Voluntary collaboration involved five European nuclear safety authorities
The Finnish Radiation and Nuclear Safety Authority (Stuk) has published a summary report of an international joint early review of Steady Energy’s LDR-50 small modular reactor (SMR) design
The review concludes that no fundamental issues were identified that would prevent the reactor concept from being further developed and deployed.
The review was a voluntary collaboration involving five nuclear safety authorities: Stuk, the Swedish Radiation Safety Authority (SSM), Poland’s National Atomic Energy Agency (PAA), the Czech State Office for Nuclear Safety (SÚJB) and Ukraine’s State Nuclear Regulatory Inspectorate (SNRIU).
Each independently assessed the LDR-50 reactor concept against their respective national regulatory frameworks.
Steady Energy said the review was not part of a formal licensing process and does not constitute regulatory approval or a licensing decision in any of the participating countries.
The assessment was based on LDR-50 design documentation first made available in early 2025 together with STUK’s early-stage concept assessment completed in the summer of 2025.
Steady Energy said that since then, the design has continued to mature significantly.
It said: “As expected for a concept at this stage of development, the review concluded that the available documentation was not yet sufficiently detailed to support the launch of a formal licensing process.

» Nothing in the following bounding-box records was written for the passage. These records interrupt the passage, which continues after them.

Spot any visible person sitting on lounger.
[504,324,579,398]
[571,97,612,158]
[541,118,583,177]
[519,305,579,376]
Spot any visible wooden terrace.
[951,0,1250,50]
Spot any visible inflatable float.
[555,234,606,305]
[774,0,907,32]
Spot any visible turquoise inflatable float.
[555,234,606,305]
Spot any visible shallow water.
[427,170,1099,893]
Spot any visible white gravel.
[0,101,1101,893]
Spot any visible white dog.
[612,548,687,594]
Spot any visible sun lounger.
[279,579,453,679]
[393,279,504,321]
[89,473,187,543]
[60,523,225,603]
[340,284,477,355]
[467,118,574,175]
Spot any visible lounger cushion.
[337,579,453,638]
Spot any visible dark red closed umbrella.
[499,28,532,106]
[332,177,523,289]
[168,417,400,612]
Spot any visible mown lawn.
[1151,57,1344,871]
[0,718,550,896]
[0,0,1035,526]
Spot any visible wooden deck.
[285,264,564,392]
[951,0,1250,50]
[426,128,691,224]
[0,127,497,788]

“At the same time, all participating regulators reached broadly consistent conclusions: none identified any fundamental nuclear safety issues that would prevent the concept from progressing to the next stages of development.”

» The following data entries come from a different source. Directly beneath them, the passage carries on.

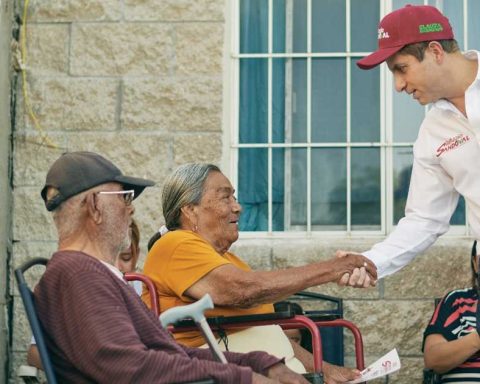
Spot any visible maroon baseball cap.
[357,5,454,69]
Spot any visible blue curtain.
[238,0,285,231]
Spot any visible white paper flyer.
[347,348,400,384]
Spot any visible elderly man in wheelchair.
[23,152,307,384]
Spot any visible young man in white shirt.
[337,5,480,287]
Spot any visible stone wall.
[0,0,13,383]
[7,0,470,384]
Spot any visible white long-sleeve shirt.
[364,51,480,277]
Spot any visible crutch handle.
[159,293,213,328]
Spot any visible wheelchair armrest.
[171,311,295,329]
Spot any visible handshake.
[336,250,378,288]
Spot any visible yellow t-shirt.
[142,230,274,347]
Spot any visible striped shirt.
[35,251,280,384]
[422,288,480,384]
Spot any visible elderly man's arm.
[47,272,278,384]
[185,254,377,307]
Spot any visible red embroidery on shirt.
[437,133,470,157]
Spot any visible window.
[230,0,480,234]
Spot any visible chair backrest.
[15,257,57,384]
[288,291,345,366]
[125,272,160,317]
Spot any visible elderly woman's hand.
[332,251,377,288]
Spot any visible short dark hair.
[398,39,460,61]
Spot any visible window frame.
[226,0,469,238]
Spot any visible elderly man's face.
[97,183,135,253]
[197,172,241,253]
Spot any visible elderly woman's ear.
[180,204,198,230]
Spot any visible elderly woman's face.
[195,172,241,253]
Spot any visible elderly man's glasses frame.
[97,189,135,205]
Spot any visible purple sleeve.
[182,346,283,374]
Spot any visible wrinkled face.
[194,172,241,254]
[96,183,135,254]
[387,48,442,105]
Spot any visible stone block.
[10,241,58,296]
[121,77,222,132]
[28,0,122,23]
[230,240,272,271]
[344,300,433,356]
[13,133,66,188]
[384,239,472,299]
[26,24,69,75]
[175,23,224,76]
[64,131,172,182]
[125,0,225,21]
[13,187,57,241]
[71,23,174,76]
[173,134,222,165]
[24,77,119,131]
[273,239,380,299]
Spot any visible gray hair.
[162,163,221,231]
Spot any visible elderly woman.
[143,164,376,384]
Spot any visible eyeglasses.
[97,189,135,205]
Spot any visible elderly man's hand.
[336,250,377,288]
[268,363,308,384]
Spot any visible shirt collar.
[100,260,127,284]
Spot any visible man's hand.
[336,250,377,288]
[267,363,308,384]
[323,362,360,384]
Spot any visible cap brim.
[115,175,155,198]
[357,45,404,69]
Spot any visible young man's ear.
[85,192,102,224]
[428,41,445,64]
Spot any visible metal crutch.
[159,293,228,364]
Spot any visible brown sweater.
[35,251,279,384]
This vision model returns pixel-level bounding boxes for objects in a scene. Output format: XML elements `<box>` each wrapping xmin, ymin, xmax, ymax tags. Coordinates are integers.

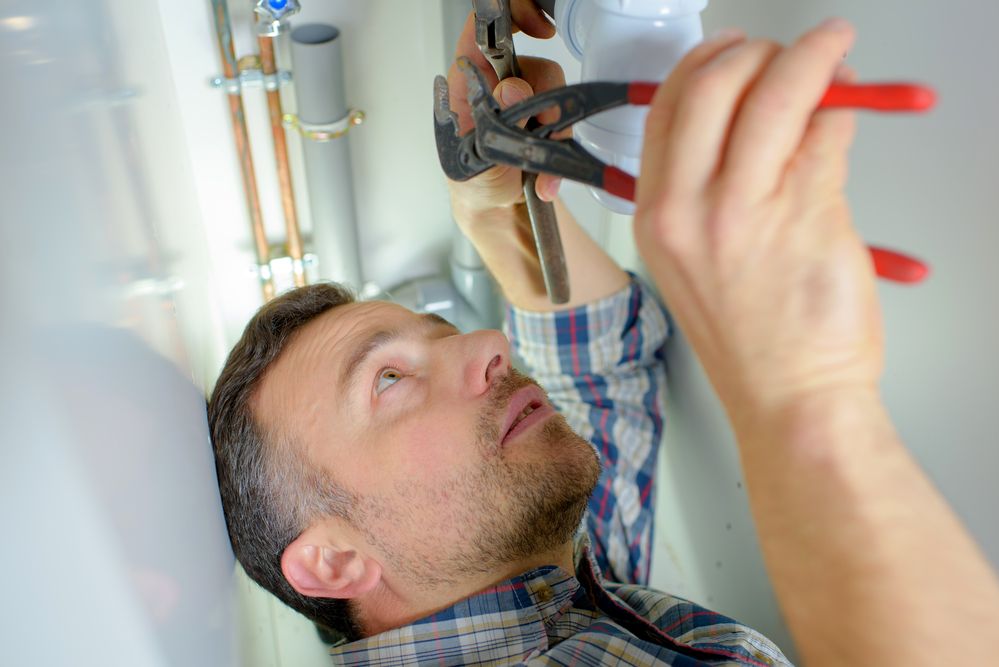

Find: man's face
<box><xmin>255</xmin><ymin>302</ymin><xmax>599</xmax><ymax>586</ymax></box>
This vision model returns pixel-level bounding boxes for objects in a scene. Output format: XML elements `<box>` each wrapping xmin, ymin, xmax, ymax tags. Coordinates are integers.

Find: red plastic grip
<box><xmin>819</xmin><ymin>83</ymin><xmax>937</xmax><ymax>111</ymax></box>
<box><xmin>602</xmin><ymin>165</ymin><xmax>635</xmax><ymax>201</ymax></box>
<box><xmin>869</xmin><ymin>246</ymin><xmax>930</xmax><ymax>284</ymax></box>
<box><xmin>628</xmin><ymin>81</ymin><xmax>659</xmax><ymax>105</ymax></box>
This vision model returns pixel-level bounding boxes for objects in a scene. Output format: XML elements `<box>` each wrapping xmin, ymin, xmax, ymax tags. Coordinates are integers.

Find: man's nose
<box><xmin>442</xmin><ymin>330</ymin><xmax>510</xmax><ymax>396</ymax></box>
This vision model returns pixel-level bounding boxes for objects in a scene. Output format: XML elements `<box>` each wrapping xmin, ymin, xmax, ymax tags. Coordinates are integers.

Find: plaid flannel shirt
<box><xmin>331</xmin><ymin>278</ymin><xmax>788</xmax><ymax>667</ymax></box>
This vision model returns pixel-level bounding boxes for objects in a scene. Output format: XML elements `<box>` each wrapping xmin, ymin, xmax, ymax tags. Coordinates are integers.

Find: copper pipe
<box><xmin>211</xmin><ymin>0</ymin><xmax>274</xmax><ymax>301</ymax></box>
<box><xmin>257</xmin><ymin>26</ymin><xmax>305</xmax><ymax>287</ymax></box>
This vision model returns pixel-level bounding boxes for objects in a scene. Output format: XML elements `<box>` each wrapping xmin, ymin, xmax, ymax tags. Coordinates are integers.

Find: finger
<box><xmin>723</xmin><ymin>19</ymin><xmax>854</xmax><ymax>198</ymax></box>
<box><xmin>518</xmin><ymin>57</ymin><xmax>565</xmax><ymax>125</ymax></box>
<box><xmin>788</xmin><ymin>64</ymin><xmax>857</xmax><ymax>190</ymax></box>
<box><xmin>650</xmin><ymin>28</ymin><xmax>746</xmax><ymax>138</ymax></box>
<box><xmin>510</xmin><ymin>0</ymin><xmax>555</xmax><ymax>39</ymax></box>
<box><xmin>655</xmin><ymin>40</ymin><xmax>781</xmax><ymax>197</ymax></box>
<box><xmin>639</xmin><ymin>30</ymin><xmax>746</xmax><ymax>198</ymax></box>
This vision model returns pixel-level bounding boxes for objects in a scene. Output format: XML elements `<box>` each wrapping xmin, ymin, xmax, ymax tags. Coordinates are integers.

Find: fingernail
<box><xmin>500</xmin><ymin>83</ymin><xmax>527</xmax><ymax>106</ymax></box>
<box><xmin>820</xmin><ymin>18</ymin><xmax>853</xmax><ymax>32</ymax></box>
<box><xmin>706</xmin><ymin>28</ymin><xmax>746</xmax><ymax>42</ymax></box>
<box><xmin>544</xmin><ymin>178</ymin><xmax>562</xmax><ymax>201</ymax></box>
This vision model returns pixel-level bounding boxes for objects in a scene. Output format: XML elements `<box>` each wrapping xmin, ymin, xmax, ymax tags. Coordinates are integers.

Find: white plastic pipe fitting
<box><xmin>555</xmin><ymin>0</ymin><xmax>708</xmax><ymax>215</ymax></box>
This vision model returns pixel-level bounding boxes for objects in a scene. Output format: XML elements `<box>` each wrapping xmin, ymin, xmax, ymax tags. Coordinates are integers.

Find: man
<box><xmin>209</xmin><ymin>3</ymin><xmax>999</xmax><ymax>664</ymax></box>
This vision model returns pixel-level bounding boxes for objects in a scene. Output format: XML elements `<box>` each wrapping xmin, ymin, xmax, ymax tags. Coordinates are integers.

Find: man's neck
<box><xmin>354</xmin><ymin>542</ymin><xmax>576</xmax><ymax>637</ymax></box>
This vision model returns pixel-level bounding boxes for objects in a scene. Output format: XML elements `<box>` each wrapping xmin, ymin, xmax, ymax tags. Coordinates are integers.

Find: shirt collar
<box><xmin>330</xmin><ymin>534</ymin><xmax>599</xmax><ymax>665</ymax></box>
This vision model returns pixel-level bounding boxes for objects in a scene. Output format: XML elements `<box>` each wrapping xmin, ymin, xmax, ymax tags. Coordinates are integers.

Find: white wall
<box><xmin>656</xmin><ymin>0</ymin><xmax>999</xmax><ymax>656</ymax></box>
<box><xmin>0</xmin><ymin>0</ymin><xmax>236</xmax><ymax>666</ymax></box>
<box><xmin>0</xmin><ymin>0</ymin><xmax>999</xmax><ymax>665</ymax></box>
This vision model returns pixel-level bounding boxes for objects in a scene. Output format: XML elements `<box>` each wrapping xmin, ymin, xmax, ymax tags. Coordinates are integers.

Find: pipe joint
<box><xmin>208</xmin><ymin>68</ymin><xmax>292</xmax><ymax>95</ymax></box>
<box><xmin>284</xmin><ymin>109</ymin><xmax>365</xmax><ymax>143</ymax></box>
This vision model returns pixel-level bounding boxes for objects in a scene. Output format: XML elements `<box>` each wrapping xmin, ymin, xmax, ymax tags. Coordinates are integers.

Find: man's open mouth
<box><xmin>501</xmin><ymin>385</ymin><xmax>555</xmax><ymax>443</ymax></box>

PIlot Under Consruction In Helsinki
The LDR-50, the size of a shipping container, can be built underground in cities, and is designed to be particularly well suited to district heating.
A pilot version of the reactor is being built in the Finnish capital Helsinki, inside a decommissioned coal plant.

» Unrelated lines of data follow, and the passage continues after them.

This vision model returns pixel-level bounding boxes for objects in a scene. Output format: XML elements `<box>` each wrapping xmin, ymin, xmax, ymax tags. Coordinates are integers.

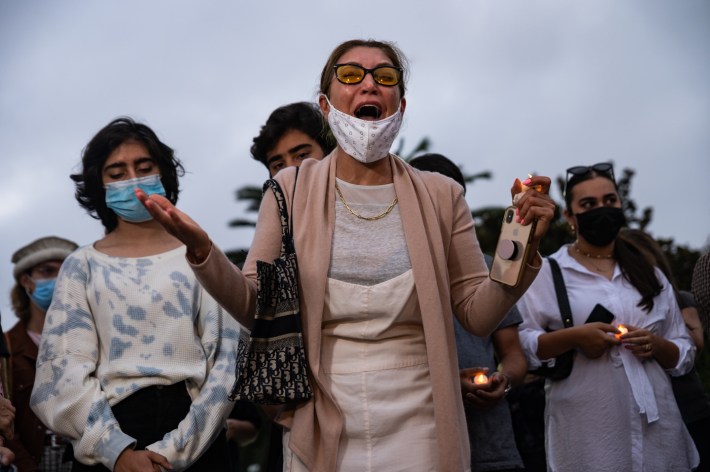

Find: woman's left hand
<box><xmin>510</xmin><ymin>175</ymin><xmax>555</xmax><ymax>241</ymax></box>
<box><xmin>621</xmin><ymin>325</ymin><xmax>659</xmax><ymax>360</ymax></box>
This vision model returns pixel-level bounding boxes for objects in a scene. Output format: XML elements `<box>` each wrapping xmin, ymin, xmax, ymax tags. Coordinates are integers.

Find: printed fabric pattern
<box><xmin>229</xmin><ymin>179</ymin><xmax>313</xmax><ymax>404</ymax></box>
<box><xmin>31</xmin><ymin>246</ymin><xmax>239</xmax><ymax>470</ymax></box>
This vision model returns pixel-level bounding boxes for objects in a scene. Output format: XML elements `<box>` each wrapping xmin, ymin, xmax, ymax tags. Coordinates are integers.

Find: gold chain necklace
<box><xmin>335</xmin><ymin>182</ymin><xmax>398</xmax><ymax>221</ymax></box>
<box><xmin>572</xmin><ymin>243</ymin><xmax>616</xmax><ymax>274</ymax></box>
<box><xmin>572</xmin><ymin>243</ymin><xmax>614</xmax><ymax>259</ymax></box>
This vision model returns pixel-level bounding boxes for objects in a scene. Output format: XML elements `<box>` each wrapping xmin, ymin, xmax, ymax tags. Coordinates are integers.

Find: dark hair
<box><xmin>70</xmin><ymin>117</ymin><xmax>185</xmax><ymax>233</ymax></box>
<box><xmin>320</xmin><ymin>39</ymin><xmax>408</xmax><ymax>97</ymax></box>
<box><xmin>616</xmin><ymin>228</ymin><xmax>680</xmax><ymax>304</ymax></box>
<box><xmin>10</xmin><ymin>282</ymin><xmax>31</xmax><ymax>323</ymax></box>
<box><xmin>565</xmin><ymin>168</ymin><xmax>663</xmax><ymax>312</ymax></box>
<box><xmin>251</xmin><ymin>102</ymin><xmax>335</xmax><ymax>169</ymax></box>
<box><xmin>409</xmin><ymin>153</ymin><xmax>466</xmax><ymax>195</ymax></box>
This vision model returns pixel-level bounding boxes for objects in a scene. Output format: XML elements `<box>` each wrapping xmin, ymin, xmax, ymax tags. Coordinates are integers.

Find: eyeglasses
<box><xmin>333</xmin><ymin>64</ymin><xmax>402</xmax><ymax>87</ymax></box>
<box><xmin>565</xmin><ymin>162</ymin><xmax>616</xmax><ymax>195</ymax></box>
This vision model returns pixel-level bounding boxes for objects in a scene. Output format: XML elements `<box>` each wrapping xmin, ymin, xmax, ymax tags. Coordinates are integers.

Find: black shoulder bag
<box><xmin>530</xmin><ymin>257</ymin><xmax>575</xmax><ymax>380</ymax></box>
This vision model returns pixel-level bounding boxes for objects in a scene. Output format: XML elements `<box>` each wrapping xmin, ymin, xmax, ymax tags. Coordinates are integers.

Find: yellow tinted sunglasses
<box><xmin>333</xmin><ymin>64</ymin><xmax>402</xmax><ymax>87</ymax></box>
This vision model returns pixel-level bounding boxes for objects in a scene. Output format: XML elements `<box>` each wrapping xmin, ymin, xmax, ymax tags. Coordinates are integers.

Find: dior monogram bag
<box><xmin>229</xmin><ymin>172</ymin><xmax>313</xmax><ymax>405</ymax></box>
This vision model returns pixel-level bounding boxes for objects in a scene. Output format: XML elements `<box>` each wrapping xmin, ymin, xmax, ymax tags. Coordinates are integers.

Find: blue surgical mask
<box><xmin>104</xmin><ymin>174</ymin><xmax>165</xmax><ymax>223</ymax></box>
<box><xmin>28</xmin><ymin>279</ymin><xmax>57</xmax><ymax>311</ymax></box>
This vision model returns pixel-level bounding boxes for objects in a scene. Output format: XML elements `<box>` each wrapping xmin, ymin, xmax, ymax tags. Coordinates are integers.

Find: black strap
<box><xmin>547</xmin><ymin>257</ymin><xmax>573</xmax><ymax>328</ymax></box>
<box><xmin>262</xmin><ymin>167</ymin><xmax>298</xmax><ymax>255</ymax></box>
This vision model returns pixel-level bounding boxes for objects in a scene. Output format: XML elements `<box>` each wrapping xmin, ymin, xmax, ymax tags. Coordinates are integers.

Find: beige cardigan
<box><xmin>193</xmin><ymin>154</ymin><xmax>537</xmax><ymax>472</ymax></box>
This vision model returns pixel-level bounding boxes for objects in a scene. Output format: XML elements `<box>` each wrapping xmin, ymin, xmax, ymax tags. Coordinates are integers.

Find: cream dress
<box><xmin>284</xmin><ymin>181</ymin><xmax>437</xmax><ymax>472</ymax></box>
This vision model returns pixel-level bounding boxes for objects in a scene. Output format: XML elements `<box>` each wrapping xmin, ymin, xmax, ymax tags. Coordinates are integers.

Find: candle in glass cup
<box><xmin>614</xmin><ymin>324</ymin><xmax>629</xmax><ymax>339</ymax></box>
<box><xmin>472</xmin><ymin>372</ymin><xmax>488</xmax><ymax>385</ymax></box>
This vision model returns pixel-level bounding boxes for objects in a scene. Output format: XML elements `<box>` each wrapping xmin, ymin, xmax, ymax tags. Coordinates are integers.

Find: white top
<box><xmin>517</xmin><ymin>246</ymin><xmax>698</xmax><ymax>471</ymax></box>
<box><xmin>31</xmin><ymin>246</ymin><xmax>239</xmax><ymax>470</ymax></box>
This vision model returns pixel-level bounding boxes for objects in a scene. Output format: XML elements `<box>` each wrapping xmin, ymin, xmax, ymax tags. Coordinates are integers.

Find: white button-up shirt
<box><xmin>518</xmin><ymin>246</ymin><xmax>698</xmax><ymax>472</ymax></box>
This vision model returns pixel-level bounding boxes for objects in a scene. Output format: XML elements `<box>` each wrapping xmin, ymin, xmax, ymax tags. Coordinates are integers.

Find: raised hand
<box><xmin>135</xmin><ymin>188</ymin><xmax>212</xmax><ymax>263</ymax></box>
<box><xmin>113</xmin><ymin>448</ymin><xmax>173</xmax><ymax>472</ymax></box>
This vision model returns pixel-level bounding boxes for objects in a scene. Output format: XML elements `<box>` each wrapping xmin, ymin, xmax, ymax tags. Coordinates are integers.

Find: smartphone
<box><xmin>584</xmin><ymin>303</ymin><xmax>616</xmax><ymax>324</ymax></box>
<box><xmin>489</xmin><ymin>206</ymin><xmax>535</xmax><ymax>287</ymax></box>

District heating, also known as a heat network, is a centralised system that generates heat in one location and distributes it – via a network of insulated underground pipes – to multiple residential, commercial, or public buildings for space heating and hot water. It acts like “central heating for cities”, eliminating the need for individual boilers in every home.
According to Finnish utility and nuclear operator Fortum, district heating is the most common heating method in Finland, providing heat to about 45% of residential, commercial, and public buildings.